How has the ASA evolved over the last 60 years?

The ASA has evolved very considerably over the last 60 years. In some ways, it is a more powerful regulator than ever before. A key milestone in its development occurred in 2011, when the remit of the CAP Code was extended to cover claims on companies’ own websites and social media channels. Given the importance of digital media in the media mix of most advertisers, the ability of the ASA to use machine learning to find potentially offending ads, and its collaboration with platforms to enforce rulings, although the ASA nominally remains a self-regulatory organisation, in practice it has at least as much power and impact on advertising as the statutory regulators such as the CMA. What it lacks in the power to impose fines it more than makes up for in the power to blocks ads that it has ruled against. This power can also be felt across media. When the ASA rules against a claim in non-broadcast media, Clearcast will not approve the claim for television either.

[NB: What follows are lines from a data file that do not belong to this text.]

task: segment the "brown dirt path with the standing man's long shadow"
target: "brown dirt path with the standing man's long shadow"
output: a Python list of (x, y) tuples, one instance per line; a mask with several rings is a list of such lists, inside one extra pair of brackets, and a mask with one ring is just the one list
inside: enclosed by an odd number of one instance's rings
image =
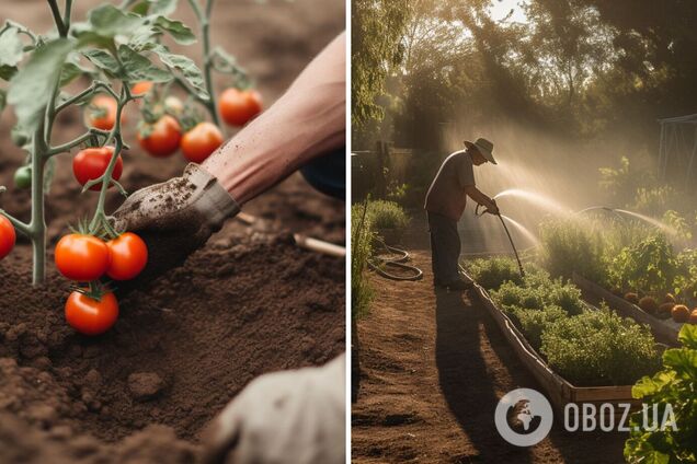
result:
[(542, 391), (495, 322), (467, 292), (434, 291), (429, 252), (414, 252), (425, 278), (373, 277), (376, 300), (358, 326), (362, 382), (352, 411), (355, 463), (621, 463), (626, 437), (552, 432), (530, 449), (505, 442), (493, 424), (499, 398)]

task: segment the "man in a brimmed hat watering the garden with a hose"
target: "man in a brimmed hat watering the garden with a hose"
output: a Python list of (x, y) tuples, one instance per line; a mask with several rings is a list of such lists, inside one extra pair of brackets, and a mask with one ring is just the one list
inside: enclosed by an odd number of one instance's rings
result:
[(449, 290), (466, 290), (471, 287), (471, 282), (462, 280), (458, 272), (460, 236), (457, 233), (457, 222), (465, 211), (467, 197), (483, 205), (492, 214), (499, 213), (496, 202), (475, 185), (473, 166), (485, 162), (496, 164), (492, 154), (493, 143), (487, 139), (477, 139), (475, 143), (465, 141), (465, 150), (456, 151), (441, 164), (426, 194), (424, 206), (431, 232), (433, 285)]

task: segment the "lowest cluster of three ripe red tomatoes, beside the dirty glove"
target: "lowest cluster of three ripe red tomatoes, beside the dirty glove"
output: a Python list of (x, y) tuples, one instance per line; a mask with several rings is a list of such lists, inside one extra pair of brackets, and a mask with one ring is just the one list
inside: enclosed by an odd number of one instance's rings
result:
[[(79, 283), (96, 282), (103, 276), (113, 280), (130, 280), (148, 263), (148, 247), (133, 232), (106, 242), (94, 235), (71, 233), (56, 244), (55, 259), (60, 274)], [(116, 297), (99, 283), (90, 285), (90, 291), (73, 291), (66, 302), (66, 321), (81, 334), (103, 334), (117, 317)]]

This makes the continuing lack of an opportunity for oral submissions and a meaningful appeal mechanism particularly troubling. Some equivalent self-regulatory bodies in other countries, such as The Netherlands, do allow for oral hearings, which gives advertisers the opportunity to correct misconceptions and misunderstandings that may develop in the minds of investigators.

The lack of an appeal mechanism is also problematic. As part of the Annual Report, the Independent Reviewer of ASA decisions has contributed his review of 2022. The timeline of the development of the ASA does note state when his role was created, but it was designed to minimise the threat of Judicial Review proceedings by having a role for someone to weed out those cases where there has been a substantial flaw in Council’s decision or the process by which it has been reached or where new evidence has become available and the advertiser has a plausible explanation as to why it has not been submitted previously. These are very high bars, as reflected by the fact that the Independent Reviewer only received 27 requests review in 2022, and only 4 of these resulted in a re-opened investigation. Is this because the ASA hardly made any mistakes in 2022 or because the bar is set so high?  To make matters worse, the bar for Judicial Review is even higher and the costs are prohibitive for most advertisers. Some legitimate advertisers are left with a genuine feeling that the ASA lacks accountability.

There is no way to appeal decision simply because Council has made a poor decision, often in reliance on the Draft Recommendation submitted to it by the Executive in a Council meeting that is held behind closed doors. The ASA is understandably wary of advertisers clogging up the works with unmeritorious appeals, not doubt encouraged by their rapacious legal advisors (perish the thought). But other ways could be found to prevent abuse, such as a requirement for a substantial fee for filing an appeal, or a requirement that comes from an advertisers Chairperson or Chief Executive, like the current system for Independent Review.

The ASA has been incredibly successful over the last 60 years, and could reasonably claim to be the world’s leading advertising self-regulatory organisation. But with the growth in its remit and the efficacy of its enforcement comes a growing need for transparency in its decision-making and an appeal system that allows advertisers to challenge its rulings when they appear to be flawed. As the ASA prepares its next 5 year strategy to come into force next year, we hope that it will consider whether these changes would help to ensure the strength of the system through to its centenary and keep the ‘self’ in self-regulation.